Ultralytics Platform Cloud Training offers single-click training on cloud GPUs, making model training accessible without complex setup. Train YOLO models with real-time metrics streaming and automatic checkpoint saving.

graph LR
    A[Configure] --> B[Start Training]
    B --> C[Provision GPU]
    C --> D[Download Dataset]
    D --> E[Train]
    E --> F[Stream Metrics]
    F --> G[Save Checkpoints]
    G --> H[Complete]

    style A fill:#2196F3,color:#fff
    style B fill:#FF9800,color:#fff
    style E fill:#9C27B0,color:#fff
    style H fill:#4CAF50,color:#fff

Training Dialog

Start training from the platform UI by clicking New Model on any project page (or Train from a dataset page).

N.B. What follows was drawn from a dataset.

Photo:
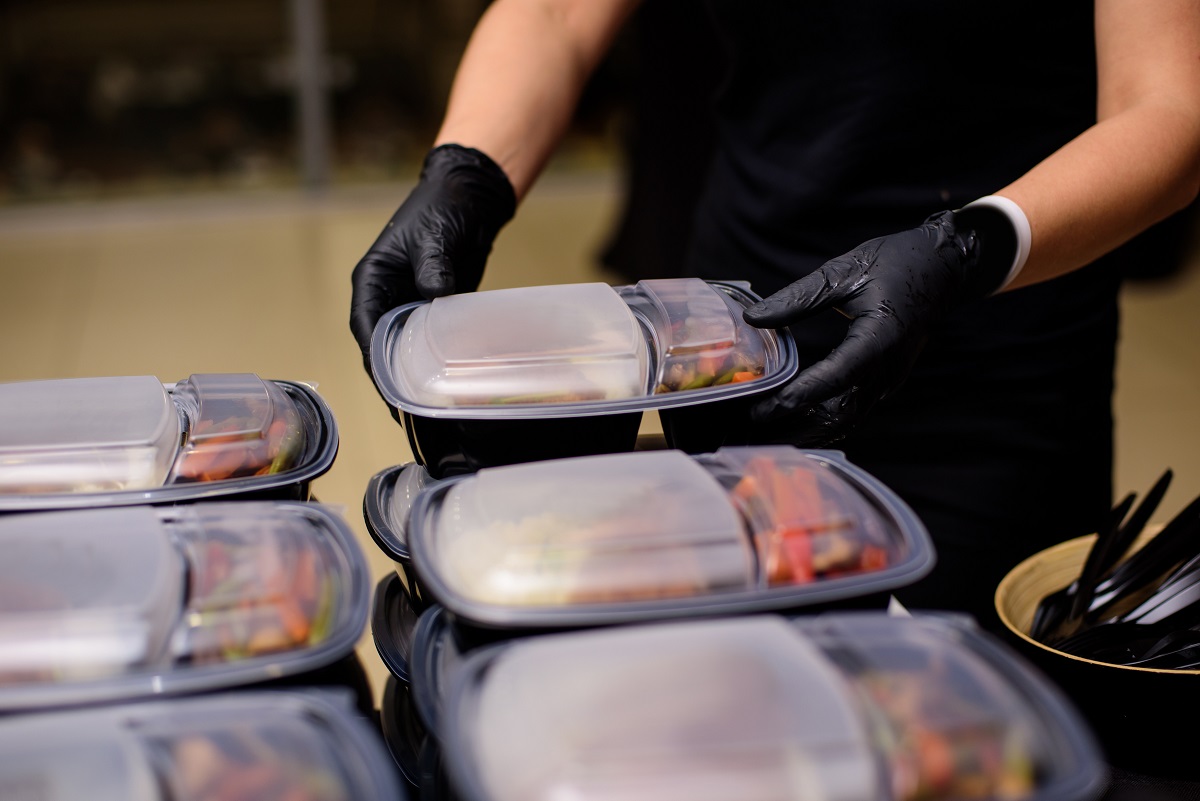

The training dialog has two tabs: Cloud Training and Local Training.

Ultralytics Platform Training Dialog Cloud Tab

Step 1: Select Base Model

Choose from official YOLO26 models or your own trained models:

Category Description
Official All 25 YOLO26 models (5 sizes x 5 tasks)
Your Models Your completed models for fine-tuning

Official models are organized by task type (Detect, Segment, Pose, OBB, Classify) with sizes from nano to xlarge.

Step 2: Select Dataset

Choose a dataset to train on (see Datasets):

Option Description
Official Curated datasets from Ultralytics
Your Datasets Datasets you've uploaded

!!! note "Dataset Requirements"

Datasets must be in `ready` status with at least 1 image in the train split, 1 image in the validation or test split, and at least 1 labeled image.

!!! warning "Task Mismatch"

A task mismatch warning appears if the model task (e.g., detect) doesn't match the dataset task (e.g., segment). Training will fail if you proceed with mismatched tasks. Ensure both model and dataset use the same task type, as described in the [task guides](../../tasks/index.md).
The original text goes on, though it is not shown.